Carina Nebula
 Thousands of stars have been born from this vast cloud of gas and dust known as the Carina Nebula, and thousands more are taking shape today. The largest stars are dozens of times as massive as the Sun, so they shine thousands of times brighter. These hot, massive stars are causing the gas in the nebula to shine like the inside of a fluorescent bulb, while stripping away some of the gas and shutting down the process of starbirth. This infrared image is from the orbiting Spitzer Space Telescope. [Credit: NASA/JPL/Caltech/N. Smith (UC-Boulder)] Our Milky Way galaxy is ancient - almost as old as the universe itself. Yet it's constantly renewed as it gives birth to new stars. Most of the stars are born in big families - clusters of a few dozen to a few thousand new stars.
One of the biggest stellar nurseries in the galaxy is the Carina Nebula. It's about 10,000 light-years away in the constellation Carina, the keel. Earlier this year, astronomers counted 17,000 newborn stars in one region of the nebula. The entire cluster may consist of a hundred thousand stars.
Astronomers used the orbiting Spitzer Space Telescope to count the stars. Many of the stars are still surrounded by clouds of gas and dust, which hides them from view from most telescopes. But Spitzer looks at the infrared energy from the young stars, which shines through the gas and dust.

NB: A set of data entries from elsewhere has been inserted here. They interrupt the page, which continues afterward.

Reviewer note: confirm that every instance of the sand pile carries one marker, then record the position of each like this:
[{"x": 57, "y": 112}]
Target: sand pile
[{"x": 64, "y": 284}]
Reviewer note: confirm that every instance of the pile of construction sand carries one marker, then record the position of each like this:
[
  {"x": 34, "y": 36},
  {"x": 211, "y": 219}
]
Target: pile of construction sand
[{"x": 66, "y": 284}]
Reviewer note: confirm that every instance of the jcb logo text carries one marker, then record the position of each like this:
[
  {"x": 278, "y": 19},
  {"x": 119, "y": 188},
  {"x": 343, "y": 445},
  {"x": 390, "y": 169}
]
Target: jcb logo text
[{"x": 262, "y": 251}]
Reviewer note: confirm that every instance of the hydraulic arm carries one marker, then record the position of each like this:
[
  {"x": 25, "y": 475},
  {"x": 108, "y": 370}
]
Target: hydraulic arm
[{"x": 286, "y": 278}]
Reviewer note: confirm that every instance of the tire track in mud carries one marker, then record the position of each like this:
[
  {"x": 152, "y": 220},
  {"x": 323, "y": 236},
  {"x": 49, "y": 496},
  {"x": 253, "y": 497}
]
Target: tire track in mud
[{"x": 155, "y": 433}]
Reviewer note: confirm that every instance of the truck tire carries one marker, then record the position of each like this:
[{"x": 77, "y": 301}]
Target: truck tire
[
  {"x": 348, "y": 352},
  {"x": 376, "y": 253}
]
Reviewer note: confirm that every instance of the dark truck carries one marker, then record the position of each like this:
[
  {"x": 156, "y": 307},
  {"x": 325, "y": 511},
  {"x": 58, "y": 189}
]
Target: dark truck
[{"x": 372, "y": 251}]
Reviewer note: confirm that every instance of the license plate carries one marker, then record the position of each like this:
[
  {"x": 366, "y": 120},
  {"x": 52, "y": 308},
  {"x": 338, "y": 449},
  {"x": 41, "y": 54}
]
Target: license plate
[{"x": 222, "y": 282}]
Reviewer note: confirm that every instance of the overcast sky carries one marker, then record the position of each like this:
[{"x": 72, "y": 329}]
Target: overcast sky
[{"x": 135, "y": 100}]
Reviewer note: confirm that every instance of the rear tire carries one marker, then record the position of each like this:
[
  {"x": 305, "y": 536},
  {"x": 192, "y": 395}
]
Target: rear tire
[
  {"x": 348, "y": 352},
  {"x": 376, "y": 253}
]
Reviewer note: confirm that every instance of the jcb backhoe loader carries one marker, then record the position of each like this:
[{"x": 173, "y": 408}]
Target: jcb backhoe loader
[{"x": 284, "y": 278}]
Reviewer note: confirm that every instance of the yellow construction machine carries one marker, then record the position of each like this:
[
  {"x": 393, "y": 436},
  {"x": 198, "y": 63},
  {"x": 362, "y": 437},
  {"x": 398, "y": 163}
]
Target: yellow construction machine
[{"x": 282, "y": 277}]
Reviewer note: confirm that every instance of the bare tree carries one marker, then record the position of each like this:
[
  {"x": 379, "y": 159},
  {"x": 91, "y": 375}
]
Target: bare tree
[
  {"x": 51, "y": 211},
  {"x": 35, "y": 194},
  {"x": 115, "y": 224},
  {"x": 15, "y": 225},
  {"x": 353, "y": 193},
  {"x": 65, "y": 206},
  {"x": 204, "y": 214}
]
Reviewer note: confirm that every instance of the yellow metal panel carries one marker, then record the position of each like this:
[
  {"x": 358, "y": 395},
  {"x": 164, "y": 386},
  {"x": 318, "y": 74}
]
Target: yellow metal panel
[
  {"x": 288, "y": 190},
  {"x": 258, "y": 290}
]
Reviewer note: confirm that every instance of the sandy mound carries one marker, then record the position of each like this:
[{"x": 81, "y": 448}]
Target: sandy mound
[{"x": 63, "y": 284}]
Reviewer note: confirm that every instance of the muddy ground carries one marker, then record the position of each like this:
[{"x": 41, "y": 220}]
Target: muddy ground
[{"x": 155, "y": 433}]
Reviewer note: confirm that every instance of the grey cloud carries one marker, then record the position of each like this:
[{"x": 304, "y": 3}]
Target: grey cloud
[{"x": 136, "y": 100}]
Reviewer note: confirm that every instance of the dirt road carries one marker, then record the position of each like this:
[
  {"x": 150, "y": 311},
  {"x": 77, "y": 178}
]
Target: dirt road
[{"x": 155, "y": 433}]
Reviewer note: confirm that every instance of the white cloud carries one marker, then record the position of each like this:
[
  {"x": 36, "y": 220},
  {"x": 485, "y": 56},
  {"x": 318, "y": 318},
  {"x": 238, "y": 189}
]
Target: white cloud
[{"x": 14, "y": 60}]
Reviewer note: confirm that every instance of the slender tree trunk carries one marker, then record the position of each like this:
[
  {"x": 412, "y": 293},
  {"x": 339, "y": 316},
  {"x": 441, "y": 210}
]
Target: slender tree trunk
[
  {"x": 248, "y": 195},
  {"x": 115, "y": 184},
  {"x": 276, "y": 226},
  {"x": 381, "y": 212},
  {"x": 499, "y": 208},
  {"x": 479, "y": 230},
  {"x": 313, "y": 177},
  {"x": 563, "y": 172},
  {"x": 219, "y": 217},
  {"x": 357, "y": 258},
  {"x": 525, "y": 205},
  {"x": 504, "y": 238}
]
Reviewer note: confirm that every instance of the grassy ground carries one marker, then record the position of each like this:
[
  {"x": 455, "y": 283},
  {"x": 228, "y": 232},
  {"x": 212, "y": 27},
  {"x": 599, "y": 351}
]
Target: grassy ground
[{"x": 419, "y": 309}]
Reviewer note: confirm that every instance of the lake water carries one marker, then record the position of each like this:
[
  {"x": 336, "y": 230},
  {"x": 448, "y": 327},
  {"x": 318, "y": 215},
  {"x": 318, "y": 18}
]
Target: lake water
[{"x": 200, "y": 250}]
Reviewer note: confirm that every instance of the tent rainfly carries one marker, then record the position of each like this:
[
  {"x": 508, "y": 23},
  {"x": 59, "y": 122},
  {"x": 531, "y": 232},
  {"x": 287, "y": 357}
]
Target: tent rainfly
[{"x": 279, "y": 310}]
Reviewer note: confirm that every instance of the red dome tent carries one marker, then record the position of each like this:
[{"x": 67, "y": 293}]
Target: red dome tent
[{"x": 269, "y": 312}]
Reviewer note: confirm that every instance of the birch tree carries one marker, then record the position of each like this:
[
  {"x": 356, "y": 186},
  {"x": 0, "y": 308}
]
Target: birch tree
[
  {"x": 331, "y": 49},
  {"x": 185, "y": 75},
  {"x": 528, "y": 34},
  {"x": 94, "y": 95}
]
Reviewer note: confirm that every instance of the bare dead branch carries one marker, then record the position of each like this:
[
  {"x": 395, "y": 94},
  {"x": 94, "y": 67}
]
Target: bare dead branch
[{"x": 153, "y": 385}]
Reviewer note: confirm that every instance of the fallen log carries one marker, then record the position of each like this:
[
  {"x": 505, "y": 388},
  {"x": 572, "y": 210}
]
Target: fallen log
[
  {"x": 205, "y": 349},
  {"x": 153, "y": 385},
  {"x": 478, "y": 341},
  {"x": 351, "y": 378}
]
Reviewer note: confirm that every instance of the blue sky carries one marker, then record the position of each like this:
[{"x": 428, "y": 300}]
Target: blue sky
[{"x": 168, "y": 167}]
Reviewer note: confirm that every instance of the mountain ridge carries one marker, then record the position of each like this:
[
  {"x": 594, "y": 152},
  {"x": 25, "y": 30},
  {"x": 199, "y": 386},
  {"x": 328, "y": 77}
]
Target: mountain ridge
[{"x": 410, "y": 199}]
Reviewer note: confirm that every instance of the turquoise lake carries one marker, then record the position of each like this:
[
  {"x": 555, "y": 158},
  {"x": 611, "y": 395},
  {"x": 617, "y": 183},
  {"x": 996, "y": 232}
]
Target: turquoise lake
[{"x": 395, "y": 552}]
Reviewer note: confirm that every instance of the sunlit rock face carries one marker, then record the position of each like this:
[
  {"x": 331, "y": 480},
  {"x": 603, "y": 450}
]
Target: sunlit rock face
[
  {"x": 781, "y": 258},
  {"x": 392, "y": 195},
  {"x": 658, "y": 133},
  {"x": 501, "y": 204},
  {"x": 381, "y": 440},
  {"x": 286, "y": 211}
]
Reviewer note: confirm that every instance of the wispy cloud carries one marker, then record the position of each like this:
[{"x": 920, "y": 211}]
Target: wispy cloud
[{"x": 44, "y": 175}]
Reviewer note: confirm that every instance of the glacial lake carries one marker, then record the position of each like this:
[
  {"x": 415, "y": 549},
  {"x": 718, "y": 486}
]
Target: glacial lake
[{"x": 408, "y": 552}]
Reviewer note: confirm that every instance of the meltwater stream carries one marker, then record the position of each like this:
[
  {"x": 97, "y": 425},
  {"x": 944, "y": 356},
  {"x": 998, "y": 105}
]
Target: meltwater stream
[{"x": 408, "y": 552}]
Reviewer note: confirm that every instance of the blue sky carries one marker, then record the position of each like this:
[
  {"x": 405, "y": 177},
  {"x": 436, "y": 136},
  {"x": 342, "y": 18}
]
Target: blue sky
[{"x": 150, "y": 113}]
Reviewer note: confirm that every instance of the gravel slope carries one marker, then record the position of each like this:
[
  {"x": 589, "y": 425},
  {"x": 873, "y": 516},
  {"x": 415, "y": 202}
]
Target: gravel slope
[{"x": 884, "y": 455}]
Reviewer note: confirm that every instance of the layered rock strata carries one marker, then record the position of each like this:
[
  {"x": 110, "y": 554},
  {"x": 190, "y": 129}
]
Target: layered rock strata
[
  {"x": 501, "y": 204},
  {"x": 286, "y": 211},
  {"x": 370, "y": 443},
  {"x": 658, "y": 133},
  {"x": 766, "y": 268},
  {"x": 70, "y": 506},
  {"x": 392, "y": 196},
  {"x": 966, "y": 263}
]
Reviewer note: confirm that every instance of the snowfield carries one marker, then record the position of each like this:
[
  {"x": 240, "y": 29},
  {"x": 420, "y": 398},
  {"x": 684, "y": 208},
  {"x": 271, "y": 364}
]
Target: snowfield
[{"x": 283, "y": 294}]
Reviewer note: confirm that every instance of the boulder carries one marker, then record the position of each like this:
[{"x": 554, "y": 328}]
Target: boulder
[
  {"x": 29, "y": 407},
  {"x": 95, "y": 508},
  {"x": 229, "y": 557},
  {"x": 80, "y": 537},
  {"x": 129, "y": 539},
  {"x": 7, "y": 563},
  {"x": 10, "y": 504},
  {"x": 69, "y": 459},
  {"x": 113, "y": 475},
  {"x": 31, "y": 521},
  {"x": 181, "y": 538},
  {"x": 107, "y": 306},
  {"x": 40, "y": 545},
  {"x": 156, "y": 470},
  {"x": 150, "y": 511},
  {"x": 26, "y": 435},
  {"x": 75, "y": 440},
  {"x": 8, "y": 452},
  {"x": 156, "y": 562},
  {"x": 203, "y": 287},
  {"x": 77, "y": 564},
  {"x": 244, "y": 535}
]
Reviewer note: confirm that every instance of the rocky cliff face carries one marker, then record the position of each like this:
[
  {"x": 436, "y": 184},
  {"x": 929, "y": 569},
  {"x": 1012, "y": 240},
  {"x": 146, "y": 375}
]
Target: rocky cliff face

Spitzer took several hundred pictures of the Carina Nebula this spring. The images revealed a few hot, massive stars, and many more smaller stars.
The bout of starbirth is driven by several of the massive stars, including the most massive of all, Eta Carinae. It's one of the heaviest stars in the galaxy. A steady "wind" of gas blows off its surface. As this wind rams into the gas and dust in the surrounding nebula, it squeezes the material into denser clumps. These clumps then condense under their own gravitational pull until they're dense enough to form new stars.